Fuck Faces 3

"But Tim, you're into withdrawal and deconstruction. We all know the deconstructive critique of the anthropological myth of fully present face-to-face society. Doesn't that mean we can use our cellphones as much as we want without any worry? I mean, there is no face-to-face. Objects withdraw."

Okay, challenge accepted. Let's go.

You know why face to face is better? It's for the opposite reason from the anthropological myth.

In face to face, there is less information. 

Face to face, in other words, is closer to the ontological truth than online.

It's a familiar fact about online classes. Why are they worse?

Because they contain more information.

Everywhere you look, something means something. There's the chat window, the ticker, the score box, the resources folder, the camera, the teacher in a little window, and on and on and on.

In a physical classroom there's the smell of the chalk, your greasy hair, the old broken furniture, the nasty carpet, the teacher's acne.

All kinds of things that have nothing to do with teaching, in a strictly ontic sense. You would think.

Precisely because of these redundant aspects of the physical classroom, the students can get into the class much better. That's why classrooms always win.

Face to face is closer to the ontological truth.

It's the online world that is in-your-face (-to-face).

First peoples are cooler because they have less chat boxes. Face to face means you don't know what's happening, you aren't being told everything, you can't predict everything.

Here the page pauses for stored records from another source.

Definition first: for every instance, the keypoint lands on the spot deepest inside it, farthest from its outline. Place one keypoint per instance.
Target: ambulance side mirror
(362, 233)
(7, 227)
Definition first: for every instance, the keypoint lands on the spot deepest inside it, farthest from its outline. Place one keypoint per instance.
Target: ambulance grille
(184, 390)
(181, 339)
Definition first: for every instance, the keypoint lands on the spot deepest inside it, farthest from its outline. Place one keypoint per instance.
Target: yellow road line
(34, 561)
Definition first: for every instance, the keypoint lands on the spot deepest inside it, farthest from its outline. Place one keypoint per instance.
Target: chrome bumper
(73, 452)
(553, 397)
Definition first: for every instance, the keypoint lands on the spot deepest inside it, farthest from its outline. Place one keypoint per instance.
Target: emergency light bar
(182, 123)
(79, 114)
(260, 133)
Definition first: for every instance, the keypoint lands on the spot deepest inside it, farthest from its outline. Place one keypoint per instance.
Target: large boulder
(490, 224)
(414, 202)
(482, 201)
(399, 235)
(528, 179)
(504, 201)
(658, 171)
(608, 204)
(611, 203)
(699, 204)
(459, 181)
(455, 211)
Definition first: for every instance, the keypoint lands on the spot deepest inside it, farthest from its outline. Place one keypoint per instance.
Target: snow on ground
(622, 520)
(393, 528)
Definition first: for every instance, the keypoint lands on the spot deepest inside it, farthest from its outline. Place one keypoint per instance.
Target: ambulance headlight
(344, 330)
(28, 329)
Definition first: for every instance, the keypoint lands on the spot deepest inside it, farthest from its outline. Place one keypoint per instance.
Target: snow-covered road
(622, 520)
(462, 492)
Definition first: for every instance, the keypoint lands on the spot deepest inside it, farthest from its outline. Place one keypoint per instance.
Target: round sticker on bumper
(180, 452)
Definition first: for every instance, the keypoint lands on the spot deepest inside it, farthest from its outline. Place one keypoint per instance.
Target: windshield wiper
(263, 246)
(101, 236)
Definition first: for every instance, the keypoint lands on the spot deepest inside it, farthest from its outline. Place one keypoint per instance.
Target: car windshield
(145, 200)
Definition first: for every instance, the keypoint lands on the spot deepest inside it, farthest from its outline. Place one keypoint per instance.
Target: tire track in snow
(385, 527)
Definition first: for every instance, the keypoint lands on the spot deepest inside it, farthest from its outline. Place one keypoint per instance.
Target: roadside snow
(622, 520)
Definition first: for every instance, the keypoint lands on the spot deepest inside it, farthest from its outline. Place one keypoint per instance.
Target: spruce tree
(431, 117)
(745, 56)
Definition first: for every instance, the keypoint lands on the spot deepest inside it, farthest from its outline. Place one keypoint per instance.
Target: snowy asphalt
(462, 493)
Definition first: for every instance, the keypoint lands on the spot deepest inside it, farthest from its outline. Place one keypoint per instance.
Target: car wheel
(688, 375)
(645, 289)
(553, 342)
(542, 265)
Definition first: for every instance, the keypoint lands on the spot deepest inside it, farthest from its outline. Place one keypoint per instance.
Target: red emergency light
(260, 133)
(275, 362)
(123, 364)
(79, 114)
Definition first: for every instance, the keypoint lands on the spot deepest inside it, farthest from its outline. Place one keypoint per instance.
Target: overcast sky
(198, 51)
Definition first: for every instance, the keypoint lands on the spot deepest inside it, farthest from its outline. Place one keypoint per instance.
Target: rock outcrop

That's why we're truly scared of putting our phones down. We think we will lose out on some kind of presence that's happening without us. The world of metaphysical presence is inside the screen.

Face to face is better because it's poorer. Not because it's richer. Face to face is better because it's underwhelming. 

Why are online classes worse? Because not everything is information.

Save the world from being turned into total information, please.